= Oxford Green Belt Way =

Long-distance path in Oxfordshire, England

The Oxford Green Belt through which the route travells

The Oxford Green Belt Way is a long-distance path in Oxfordshire, England. It follows a circular route of 50 mi through the Oxford Green Belt surrounding the city of Oxford. The route was devised in 2007 to mark the Campaign to Protect Rural England 75th anniversary and to highlight the importance of the Green Belt. On its launch each mile on the route marks one year since the designation of the greenbelts in 1956.

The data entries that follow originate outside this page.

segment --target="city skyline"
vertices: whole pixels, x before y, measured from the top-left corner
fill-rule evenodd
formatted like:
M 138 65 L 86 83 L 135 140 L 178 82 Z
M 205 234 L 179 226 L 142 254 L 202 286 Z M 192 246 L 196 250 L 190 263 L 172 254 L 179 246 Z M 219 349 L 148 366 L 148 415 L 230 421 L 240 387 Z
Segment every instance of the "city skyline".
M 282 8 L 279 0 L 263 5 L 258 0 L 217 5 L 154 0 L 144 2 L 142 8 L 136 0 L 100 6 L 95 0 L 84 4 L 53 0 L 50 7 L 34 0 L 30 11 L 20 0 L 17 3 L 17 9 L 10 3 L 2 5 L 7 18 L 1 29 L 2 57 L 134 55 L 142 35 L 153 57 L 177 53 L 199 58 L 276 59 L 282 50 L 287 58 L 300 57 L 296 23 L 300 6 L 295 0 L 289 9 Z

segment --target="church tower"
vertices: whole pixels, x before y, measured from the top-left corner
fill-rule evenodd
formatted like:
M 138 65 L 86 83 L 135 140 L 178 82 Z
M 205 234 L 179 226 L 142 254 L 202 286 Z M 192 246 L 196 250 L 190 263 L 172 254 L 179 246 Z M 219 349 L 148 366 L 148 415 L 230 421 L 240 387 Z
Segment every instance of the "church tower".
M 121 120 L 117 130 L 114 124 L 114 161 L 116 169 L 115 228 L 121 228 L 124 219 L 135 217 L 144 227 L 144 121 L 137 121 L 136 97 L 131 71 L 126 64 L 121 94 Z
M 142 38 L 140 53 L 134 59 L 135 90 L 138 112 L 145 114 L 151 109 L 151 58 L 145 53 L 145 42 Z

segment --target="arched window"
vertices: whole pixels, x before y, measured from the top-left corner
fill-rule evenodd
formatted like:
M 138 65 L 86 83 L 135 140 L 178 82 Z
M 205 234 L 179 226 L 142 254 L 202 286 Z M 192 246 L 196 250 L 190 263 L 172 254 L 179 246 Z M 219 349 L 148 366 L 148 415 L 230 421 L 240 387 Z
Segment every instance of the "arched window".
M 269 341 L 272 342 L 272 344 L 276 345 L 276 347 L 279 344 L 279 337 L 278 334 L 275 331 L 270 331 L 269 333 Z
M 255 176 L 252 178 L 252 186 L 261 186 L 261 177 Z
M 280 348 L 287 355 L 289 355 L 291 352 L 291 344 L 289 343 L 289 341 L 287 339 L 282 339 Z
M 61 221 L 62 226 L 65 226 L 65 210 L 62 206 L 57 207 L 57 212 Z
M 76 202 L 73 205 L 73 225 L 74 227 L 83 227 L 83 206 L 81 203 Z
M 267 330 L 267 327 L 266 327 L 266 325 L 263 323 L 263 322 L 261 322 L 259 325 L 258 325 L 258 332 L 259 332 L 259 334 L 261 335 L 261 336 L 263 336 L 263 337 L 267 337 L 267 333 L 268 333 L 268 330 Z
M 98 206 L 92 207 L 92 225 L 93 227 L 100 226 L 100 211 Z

In the east, the path follows the East Oxford Limestone Heights, passing Shotover, Horspath and Garsington. It then passes through the park of Nuneham House and to the north of Culham, to reach the River Thames at Abingdon. It uses the Thames Path to reach Radley, then heads in a northwesterly direction to Boars Hill and Cumnor. It reaches the Thames again by Farmoor Reservoir and Swinford, then heads east to Godstow and Wolvercote on the northern edge of Oxford. It uses the Oxford Canal Walk for 4 miles north to Shipton-on-Cherwell, then heads south-east across the water meadows of the River Cherwell to Hampton Poyle and Gosford. The path then crosses the corallian limestone hills of Elsfield and Beckley to return to Shotover.